I love teaching about Op Art! The kids get really excited and love looking at all of the examples and what's even better...they like to discuss them! I don't even have to prompt them into having a conversation about it, they automatically start the discussion as soon as I show an example! It's amazing! Last year I taught the fifth graders an amazing cube optical illusion (lesson here) but this year I wanted more variety and to teach them a little more about shading. So I gave them a series of options in their illusion. They all started with 3 circles (though one of my examples below only has one big one) and then they chose their style of background. They could do "cones with draping ribbon," checkerboard or a checkerboard fading back into space:
I demonstrated all of the steps (full lesson details for the fading into space plan are here) for drawing out the backgrounds and let the students get to work. I showed them how to make their circles have the illusion of spheres and had them color in their background and spheres like checkerboards (or color in the "ribbons" along the "cones").
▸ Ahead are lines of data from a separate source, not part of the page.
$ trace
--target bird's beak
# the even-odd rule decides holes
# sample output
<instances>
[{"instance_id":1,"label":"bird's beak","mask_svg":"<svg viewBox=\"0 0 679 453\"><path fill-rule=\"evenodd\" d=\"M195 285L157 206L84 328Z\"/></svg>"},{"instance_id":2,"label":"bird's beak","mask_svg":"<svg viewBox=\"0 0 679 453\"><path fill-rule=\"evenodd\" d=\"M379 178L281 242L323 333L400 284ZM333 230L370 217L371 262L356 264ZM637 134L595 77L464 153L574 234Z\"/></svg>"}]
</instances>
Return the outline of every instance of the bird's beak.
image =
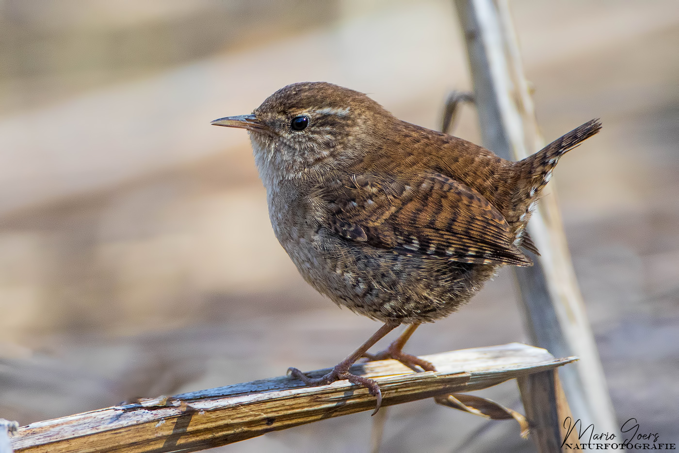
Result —
<instances>
[{"instance_id":1,"label":"bird's beak","mask_svg":"<svg viewBox=\"0 0 679 453\"><path fill-rule=\"evenodd\" d=\"M247 129L249 130L257 130L263 128L262 123L253 114L219 118L219 119L210 121L210 124L213 124L216 126L224 126L225 127L240 127L240 129Z\"/></svg>"}]
</instances>

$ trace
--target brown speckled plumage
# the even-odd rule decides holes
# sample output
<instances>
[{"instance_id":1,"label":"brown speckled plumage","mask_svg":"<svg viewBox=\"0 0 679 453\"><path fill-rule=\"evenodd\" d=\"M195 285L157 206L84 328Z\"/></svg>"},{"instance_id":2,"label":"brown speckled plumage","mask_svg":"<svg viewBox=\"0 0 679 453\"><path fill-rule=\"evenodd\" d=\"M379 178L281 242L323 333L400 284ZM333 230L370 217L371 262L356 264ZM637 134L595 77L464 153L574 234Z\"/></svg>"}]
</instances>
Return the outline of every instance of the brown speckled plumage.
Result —
<instances>
[{"instance_id":1,"label":"brown speckled plumage","mask_svg":"<svg viewBox=\"0 0 679 453\"><path fill-rule=\"evenodd\" d=\"M299 117L308 127L294 130ZM531 265L532 203L559 157L601 127L512 162L323 82L213 123L249 130L274 231L304 279L393 326L445 317L500 266Z\"/></svg>"}]
</instances>

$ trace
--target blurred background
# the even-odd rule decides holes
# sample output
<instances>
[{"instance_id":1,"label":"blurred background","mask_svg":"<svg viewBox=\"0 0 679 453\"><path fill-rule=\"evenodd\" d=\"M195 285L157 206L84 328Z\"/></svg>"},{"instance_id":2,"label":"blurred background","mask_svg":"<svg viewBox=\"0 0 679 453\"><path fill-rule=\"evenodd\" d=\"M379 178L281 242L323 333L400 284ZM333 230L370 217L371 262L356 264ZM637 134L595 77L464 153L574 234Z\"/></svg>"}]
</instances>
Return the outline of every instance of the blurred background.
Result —
<instances>
[{"instance_id":1,"label":"blurred background","mask_svg":"<svg viewBox=\"0 0 679 453\"><path fill-rule=\"evenodd\" d=\"M604 125L552 184L619 420L678 443L679 2L511 5L545 138ZM436 128L471 87L452 2L0 0L0 417L325 368L376 330L298 276L246 134L209 124L316 80ZM479 142L476 121L456 135ZM409 351L524 340L508 271ZM486 395L520 409L511 383ZM367 451L370 422L213 451ZM390 409L384 446L533 450L430 400Z\"/></svg>"}]
</instances>

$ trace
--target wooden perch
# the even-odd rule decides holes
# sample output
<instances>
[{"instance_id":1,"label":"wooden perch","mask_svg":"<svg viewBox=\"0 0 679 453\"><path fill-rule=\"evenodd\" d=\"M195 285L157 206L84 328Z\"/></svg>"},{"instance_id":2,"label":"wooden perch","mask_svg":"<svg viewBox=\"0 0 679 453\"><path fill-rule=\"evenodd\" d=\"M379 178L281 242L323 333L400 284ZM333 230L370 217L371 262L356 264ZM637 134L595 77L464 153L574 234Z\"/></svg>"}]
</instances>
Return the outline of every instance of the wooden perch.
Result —
<instances>
[{"instance_id":1,"label":"wooden perch","mask_svg":"<svg viewBox=\"0 0 679 453\"><path fill-rule=\"evenodd\" d=\"M377 380L386 406L480 390L575 360L519 343L422 358L439 371L415 373L394 360L381 360L354 366L352 372ZM31 423L10 438L16 452L26 453L192 452L374 407L374 397L346 380L306 387L280 376Z\"/></svg>"}]
</instances>

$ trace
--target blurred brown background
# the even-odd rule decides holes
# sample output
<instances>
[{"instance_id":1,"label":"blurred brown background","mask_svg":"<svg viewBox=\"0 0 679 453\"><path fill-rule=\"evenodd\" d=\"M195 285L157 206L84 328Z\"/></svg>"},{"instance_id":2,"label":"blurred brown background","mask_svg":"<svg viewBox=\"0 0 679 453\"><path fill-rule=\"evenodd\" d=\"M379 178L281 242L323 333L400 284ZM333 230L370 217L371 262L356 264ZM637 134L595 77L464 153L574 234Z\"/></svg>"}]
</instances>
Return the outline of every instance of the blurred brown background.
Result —
<instances>
[{"instance_id":1,"label":"blurred brown background","mask_svg":"<svg viewBox=\"0 0 679 453\"><path fill-rule=\"evenodd\" d=\"M246 134L209 121L324 80L435 128L469 87L451 3L0 1L0 417L324 368L371 334L297 275ZM511 5L545 138L604 122L553 184L618 418L679 442L679 3ZM456 134L478 142L472 109ZM524 338L503 269L409 350ZM520 407L509 384L487 394ZM367 451L370 422L216 450ZM430 401L390 411L384 451L416 448L532 451Z\"/></svg>"}]
</instances>

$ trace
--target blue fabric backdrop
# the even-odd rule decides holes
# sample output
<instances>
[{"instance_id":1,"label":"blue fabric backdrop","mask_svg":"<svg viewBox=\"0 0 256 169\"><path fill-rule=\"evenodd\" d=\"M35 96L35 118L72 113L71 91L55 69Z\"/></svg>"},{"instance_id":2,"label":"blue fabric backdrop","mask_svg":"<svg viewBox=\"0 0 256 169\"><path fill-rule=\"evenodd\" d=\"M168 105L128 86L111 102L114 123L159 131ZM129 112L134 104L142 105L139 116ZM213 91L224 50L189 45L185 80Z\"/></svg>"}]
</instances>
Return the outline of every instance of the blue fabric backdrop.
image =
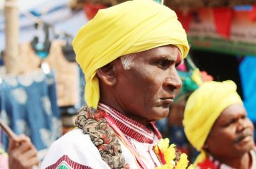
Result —
<instances>
[{"instance_id":1,"label":"blue fabric backdrop","mask_svg":"<svg viewBox=\"0 0 256 169\"><path fill-rule=\"evenodd\" d=\"M240 65L244 104L249 118L256 121L256 56L247 56Z\"/></svg>"},{"instance_id":2,"label":"blue fabric backdrop","mask_svg":"<svg viewBox=\"0 0 256 169\"><path fill-rule=\"evenodd\" d=\"M61 134L53 72L46 75L40 70L20 76L0 77L0 110L1 119L16 133L30 136L39 156ZM8 139L2 135L6 148Z\"/></svg>"}]
</instances>

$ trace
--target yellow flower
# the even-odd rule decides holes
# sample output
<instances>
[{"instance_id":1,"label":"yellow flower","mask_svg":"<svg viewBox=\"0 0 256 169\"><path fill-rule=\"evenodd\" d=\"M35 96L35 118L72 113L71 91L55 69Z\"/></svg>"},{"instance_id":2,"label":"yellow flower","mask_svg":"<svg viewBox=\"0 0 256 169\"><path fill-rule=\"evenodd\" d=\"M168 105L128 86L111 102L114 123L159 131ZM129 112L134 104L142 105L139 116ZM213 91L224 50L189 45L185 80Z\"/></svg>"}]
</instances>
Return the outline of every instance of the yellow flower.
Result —
<instances>
[{"instance_id":1,"label":"yellow flower","mask_svg":"<svg viewBox=\"0 0 256 169\"><path fill-rule=\"evenodd\" d=\"M156 167L156 169L173 169L174 165L171 164L165 164L161 165L161 167Z\"/></svg>"},{"instance_id":2,"label":"yellow flower","mask_svg":"<svg viewBox=\"0 0 256 169\"><path fill-rule=\"evenodd\" d=\"M176 157L175 146L175 144L171 144L171 146L168 148L166 152L164 153L164 158L167 163L174 162L174 160Z\"/></svg>"},{"instance_id":3,"label":"yellow flower","mask_svg":"<svg viewBox=\"0 0 256 169\"><path fill-rule=\"evenodd\" d=\"M181 156L177 158L176 156L176 146L175 144L171 144L169 146L169 140L168 138L161 139L157 146L154 147L155 152L157 156L161 156L164 155L164 158L166 164L156 168L156 169L193 169L192 165L191 165L188 168L188 160L187 159L188 156L185 153L181 153ZM161 152L159 152L159 151ZM161 157L160 157L161 158ZM176 158L179 158L179 161L176 163L174 161Z\"/></svg>"},{"instance_id":4,"label":"yellow flower","mask_svg":"<svg viewBox=\"0 0 256 169\"><path fill-rule=\"evenodd\" d=\"M176 167L176 169L184 169L188 166L188 160L187 159L188 156L185 153L181 153L180 160Z\"/></svg>"}]
</instances>

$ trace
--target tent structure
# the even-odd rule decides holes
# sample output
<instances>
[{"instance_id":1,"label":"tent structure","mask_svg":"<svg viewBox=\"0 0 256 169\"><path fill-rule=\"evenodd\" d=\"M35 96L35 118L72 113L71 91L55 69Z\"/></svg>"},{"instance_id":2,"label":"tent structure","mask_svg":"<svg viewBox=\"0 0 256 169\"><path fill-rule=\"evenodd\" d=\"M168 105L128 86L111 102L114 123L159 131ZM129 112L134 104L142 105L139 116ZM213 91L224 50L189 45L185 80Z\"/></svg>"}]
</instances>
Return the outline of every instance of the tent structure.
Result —
<instances>
[{"instance_id":1,"label":"tent structure","mask_svg":"<svg viewBox=\"0 0 256 169\"><path fill-rule=\"evenodd\" d=\"M52 26L54 33L65 33L75 36L78 30L87 21L82 11L71 11L69 0L19 0L18 42L31 41L42 31L35 28L35 23L41 21ZM0 51L5 48L5 20L3 1L0 4ZM53 35L54 36L54 35ZM54 37L52 37L54 38Z\"/></svg>"}]
</instances>

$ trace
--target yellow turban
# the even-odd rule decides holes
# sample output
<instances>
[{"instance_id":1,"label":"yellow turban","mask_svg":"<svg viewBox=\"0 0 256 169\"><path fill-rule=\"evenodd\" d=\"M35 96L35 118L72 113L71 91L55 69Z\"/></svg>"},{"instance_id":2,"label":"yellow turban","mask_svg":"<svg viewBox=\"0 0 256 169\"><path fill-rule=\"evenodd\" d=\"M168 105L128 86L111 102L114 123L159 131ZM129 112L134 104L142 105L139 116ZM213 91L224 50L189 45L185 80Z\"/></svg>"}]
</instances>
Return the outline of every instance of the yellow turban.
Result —
<instances>
[{"instance_id":1,"label":"yellow turban","mask_svg":"<svg viewBox=\"0 0 256 169\"><path fill-rule=\"evenodd\" d=\"M102 9L82 27L73 45L85 73L85 101L97 108L100 99L97 69L127 54L174 45L182 58L189 47L175 12L151 0L134 0Z\"/></svg>"},{"instance_id":2,"label":"yellow turban","mask_svg":"<svg viewBox=\"0 0 256 169\"><path fill-rule=\"evenodd\" d=\"M207 82L189 97L185 107L183 124L189 142L201 153L195 165L202 162L206 154L202 149L214 122L228 107L241 103L231 80Z\"/></svg>"}]
</instances>

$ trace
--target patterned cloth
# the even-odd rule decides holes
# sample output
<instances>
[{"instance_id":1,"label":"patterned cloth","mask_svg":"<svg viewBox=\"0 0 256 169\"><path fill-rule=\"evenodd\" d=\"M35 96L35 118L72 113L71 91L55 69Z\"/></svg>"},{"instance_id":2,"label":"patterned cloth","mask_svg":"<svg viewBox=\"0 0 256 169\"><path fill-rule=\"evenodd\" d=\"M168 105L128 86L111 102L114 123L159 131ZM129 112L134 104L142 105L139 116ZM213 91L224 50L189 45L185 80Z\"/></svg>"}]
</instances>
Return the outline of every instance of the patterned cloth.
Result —
<instances>
[{"instance_id":1,"label":"patterned cloth","mask_svg":"<svg viewBox=\"0 0 256 169\"><path fill-rule=\"evenodd\" d=\"M250 169L256 168L256 151L252 150L250 152L251 165ZM200 163L196 166L196 169L235 169L224 163L221 163L220 161L213 159L212 156L208 156L202 163Z\"/></svg>"},{"instance_id":2,"label":"patterned cloth","mask_svg":"<svg viewBox=\"0 0 256 169\"><path fill-rule=\"evenodd\" d=\"M114 110L112 107L99 104L98 110L104 111L114 121L117 127L137 151L141 159L149 169L160 166L160 162L153 151L153 146L159 142L159 133L151 124L149 129ZM122 155L129 168L139 168L130 150L118 138ZM78 168L76 166L79 166ZM97 148L93 144L88 134L82 130L74 129L58 141L50 148L41 168L110 168L102 159Z\"/></svg>"},{"instance_id":3,"label":"patterned cloth","mask_svg":"<svg viewBox=\"0 0 256 169\"><path fill-rule=\"evenodd\" d=\"M39 70L0 79L1 119L16 134L28 136L39 156L61 134L56 100L53 73L46 75ZM6 148L8 139L4 133L2 139Z\"/></svg>"}]
</instances>

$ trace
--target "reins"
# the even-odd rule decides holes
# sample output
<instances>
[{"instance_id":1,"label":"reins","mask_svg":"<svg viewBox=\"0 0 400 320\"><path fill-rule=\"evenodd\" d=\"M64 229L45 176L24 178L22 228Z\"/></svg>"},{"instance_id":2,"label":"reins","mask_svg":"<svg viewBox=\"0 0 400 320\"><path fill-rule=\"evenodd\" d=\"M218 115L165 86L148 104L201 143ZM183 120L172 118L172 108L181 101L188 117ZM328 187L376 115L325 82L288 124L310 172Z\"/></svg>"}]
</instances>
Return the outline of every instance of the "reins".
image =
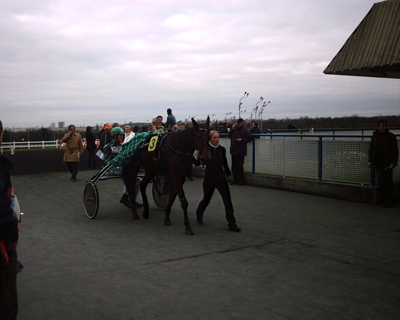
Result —
<instances>
[{"instance_id":1,"label":"reins","mask_svg":"<svg viewBox=\"0 0 400 320\"><path fill-rule=\"evenodd\" d=\"M208 132L208 129L206 129L206 128L198 128L198 129L196 129L196 130L194 131L194 132L193 136L192 136L192 140L193 140L193 142L194 142L194 144L193 144L195 145L195 146L194 146L194 150L198 150L198 154L200 153L200 151L201 151L203 149L206 148L207 148L207 146L202 146L202 148L200 148L199 150L199 149L198 149L198 148L197 148L196 147L196 144L195 144L195 142L194 142L194 139L196 138L195 138L195 137L196 137L196 133L197 133L197 132L198 132L198 131L200 131L200 130L202 130L202 131L207 131L207 132ZM172 148L172 147L171 146L171 145L170 145L170 144L168 144L168 142L166 140L166 138L165 138L164 137L162 137L162 140L163 140L163 141L164 141L164 142L165 142L165 143L166 144L166 145L167 145L167 146L168 146L170 148L171 150L172 150L172 151L174 151L174 152L176 152L176 154L182 154L182 155L183 155L183 156L193 156L193 153L192 153L192 154L186 154L186 153L185 153L185 152L180 152L180 151L178 151L178 150L176 150L174 148ZM165 150L164 150L164 151L165 151Z\"/></svg>"}]
</instances>

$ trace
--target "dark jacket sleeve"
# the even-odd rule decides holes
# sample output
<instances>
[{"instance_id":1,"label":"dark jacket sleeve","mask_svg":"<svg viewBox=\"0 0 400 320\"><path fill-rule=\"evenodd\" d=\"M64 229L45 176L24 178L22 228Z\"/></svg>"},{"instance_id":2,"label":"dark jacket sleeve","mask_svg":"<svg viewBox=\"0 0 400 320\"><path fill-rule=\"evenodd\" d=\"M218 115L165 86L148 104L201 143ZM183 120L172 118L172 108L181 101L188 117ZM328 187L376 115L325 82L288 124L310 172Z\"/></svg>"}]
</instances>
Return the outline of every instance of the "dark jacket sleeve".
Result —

My example used a black marker for this step but some of them opted for color. After that had been finished or nearly finished by most, we discussed shading and how to shade based on the chosen background. The kids were all great about knowing that with the distance/checkerboard background, the smaller tiles were darker because they were farther away--and I love that they know that! So smart! After that, they finished coloring them in with colored pencils and appropriate shading!
Since students all work at a different pace--some students didn't quite finish and others had tons of free time. So I suggested that they use their 'finished early' time looking at Optical Illusion books that I have on hand, drawing a simple optical illusion design with their name (I demo this and how to do this with a wavy line instead of their name) or to try to draw their own optical illusions that they create from their brain!